Theissen J L, Loick H M, Traber L D, Herndon D N, Traber D L
Department of Anesthesiology, University of Texas Medical Branch, Galveston.
J Burn Care Rehabil. 1992 Nov-Dec;13(6):623-7. doi: 10.1097/00004630-199211000-00003.
The direct pulmonary vasoconstrictive effects of inhaled carbon monoxide were evaluated in chronically instrumented and anesthetized sheep (1.7% halothane in air) (n = 8). The response to carbon monoxide (2%), which was applied for 8 minutes through a double-lumen tube alternately to the left or right lung of each animal, was compared with baseline values. The induced carboxyhemoglobin level (65%) led to increases in cardiac output, pulmonary arterial pressure, stroke volume index, and heart rate. Systemic vascular resistance decreased, and pulmonary vascular resistance and mean arterial pressure were unchanged. The changes in pressure and flow were equivalent no matter which lung was exposed to carbon monoxide. No diversion of blood from one lung to the other was observed during the test period. We conclude that carbon monoxide does not have a direct pulmonary vasoconstrictive effect. The increase in pulmonary arterial pressure is a result of the decrease in mixed venous oxygen content (stimulus for hypoxic pulmonary vasoconstriction) and the increase in cardiac output.

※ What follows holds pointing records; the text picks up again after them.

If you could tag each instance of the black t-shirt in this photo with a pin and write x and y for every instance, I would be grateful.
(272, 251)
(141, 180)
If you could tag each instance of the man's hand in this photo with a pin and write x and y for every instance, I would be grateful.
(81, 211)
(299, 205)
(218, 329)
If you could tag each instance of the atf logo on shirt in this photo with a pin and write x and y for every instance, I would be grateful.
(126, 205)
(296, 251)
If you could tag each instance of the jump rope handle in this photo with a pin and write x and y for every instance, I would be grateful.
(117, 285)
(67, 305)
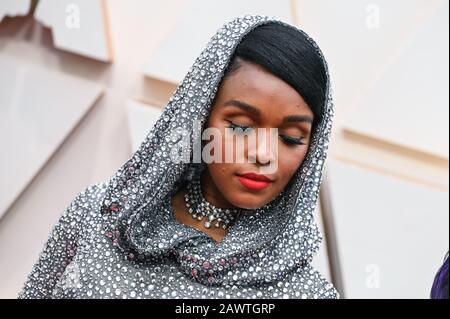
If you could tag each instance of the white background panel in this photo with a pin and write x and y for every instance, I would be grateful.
(141, 118)
(38, 110)
(14, 7)
(78, 26)
(392, 236)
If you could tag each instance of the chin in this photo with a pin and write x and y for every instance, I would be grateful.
(248, 204)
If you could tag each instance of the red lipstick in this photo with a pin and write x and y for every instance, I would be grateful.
(254, 181)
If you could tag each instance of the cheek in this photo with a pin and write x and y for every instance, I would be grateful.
(289, 161)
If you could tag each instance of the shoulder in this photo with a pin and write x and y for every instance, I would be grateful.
(315, 285)
(85, 204)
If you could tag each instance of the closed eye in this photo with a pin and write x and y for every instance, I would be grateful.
(286, 138)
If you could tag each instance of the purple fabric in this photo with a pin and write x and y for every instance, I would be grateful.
(440, 284)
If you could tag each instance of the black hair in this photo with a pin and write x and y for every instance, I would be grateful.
(289, 55)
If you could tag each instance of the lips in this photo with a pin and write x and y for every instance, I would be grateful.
(254, 181)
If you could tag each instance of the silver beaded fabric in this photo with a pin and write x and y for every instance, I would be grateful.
(119, 239)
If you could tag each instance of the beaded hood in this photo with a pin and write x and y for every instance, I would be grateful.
(120, 239)
(278, 242)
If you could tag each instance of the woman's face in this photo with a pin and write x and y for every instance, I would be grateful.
(254, 98)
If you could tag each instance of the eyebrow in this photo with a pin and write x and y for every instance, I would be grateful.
(255, 111)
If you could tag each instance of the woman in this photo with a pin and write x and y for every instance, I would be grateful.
(169, 228)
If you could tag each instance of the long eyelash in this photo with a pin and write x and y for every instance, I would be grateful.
(236, 126)
(287, 139)
(292, 140)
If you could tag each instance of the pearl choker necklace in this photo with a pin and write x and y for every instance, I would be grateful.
(199, 208)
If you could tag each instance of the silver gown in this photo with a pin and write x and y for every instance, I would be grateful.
(119, 239)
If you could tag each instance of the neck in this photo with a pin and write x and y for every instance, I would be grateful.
(211, 193)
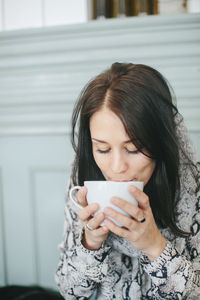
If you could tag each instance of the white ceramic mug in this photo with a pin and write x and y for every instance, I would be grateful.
(101, 191)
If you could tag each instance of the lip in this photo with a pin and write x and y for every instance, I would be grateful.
(125, 180)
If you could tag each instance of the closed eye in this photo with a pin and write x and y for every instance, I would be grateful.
(103, 151)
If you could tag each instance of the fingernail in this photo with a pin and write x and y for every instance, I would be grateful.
(114, 200)
(94, 206)
(107, 210)
(132, 188)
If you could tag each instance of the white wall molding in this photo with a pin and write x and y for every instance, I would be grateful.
(43, 70)
(3, 269)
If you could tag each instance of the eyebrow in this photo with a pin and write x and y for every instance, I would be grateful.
(104, 142)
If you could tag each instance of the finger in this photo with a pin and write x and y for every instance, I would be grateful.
(81, 196)
(131, 209)
(96, 221)
(120, 231)
(140, 196)
(88, 211)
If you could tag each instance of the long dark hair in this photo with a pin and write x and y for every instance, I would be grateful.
(142, 99)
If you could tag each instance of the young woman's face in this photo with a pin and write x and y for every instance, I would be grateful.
(114, 153)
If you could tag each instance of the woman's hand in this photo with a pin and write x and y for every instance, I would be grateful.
(94, 234)
(144, 236)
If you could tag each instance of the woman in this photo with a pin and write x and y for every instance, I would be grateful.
(128, 130)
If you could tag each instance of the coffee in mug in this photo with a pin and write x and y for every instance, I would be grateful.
(101, 191)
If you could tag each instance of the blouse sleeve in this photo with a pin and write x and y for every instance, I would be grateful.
(79, 269)
(176, 273)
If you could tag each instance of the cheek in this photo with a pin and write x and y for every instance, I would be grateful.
(144, 165)
(100, 160)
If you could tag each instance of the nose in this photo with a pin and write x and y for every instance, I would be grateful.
(118, 163)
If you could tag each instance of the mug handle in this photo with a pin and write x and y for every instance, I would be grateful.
(76, 187)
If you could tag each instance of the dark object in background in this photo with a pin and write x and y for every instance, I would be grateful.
(15, 292)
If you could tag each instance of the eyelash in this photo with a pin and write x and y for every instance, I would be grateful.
(106, 151)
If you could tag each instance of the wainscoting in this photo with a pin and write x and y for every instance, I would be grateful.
(42, 72)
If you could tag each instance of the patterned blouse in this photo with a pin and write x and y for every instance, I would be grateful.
(119, 271)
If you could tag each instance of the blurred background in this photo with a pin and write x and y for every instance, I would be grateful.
(48, 50)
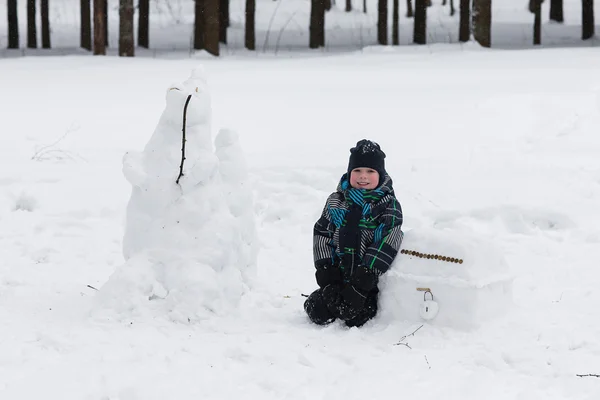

在长期植入仪器并麻醉的绵羊(空气中含1.7%氟烷)(n = 8)中评估吸入一氧化碳对肺血管的直接收缩作用。通过双腔管将2%的一氧化碳交替施加于每只动物的左肺或右肺8分钟,将其反应与基线值进行比较。诱导产生的碳氧血红蛋白水平(65%)导致心输出量、肺动脉压、每搏量指数和心率增加。全身血管阻力降低,肺血管阻力和平均动脉压未改变。无论哪侧肺暴露于一氧化碳,压力和流量的变化都是相同的。在测试期间未观察到血液从一侧肺分流至另一侧。我们得出结论,一氧化碳没有直接的肺血管收缩作用。肺动脉压升高是混合静脉血氧含量降低(缺氧性肺血管收缩的刺激因素)和心输出量增加的结果。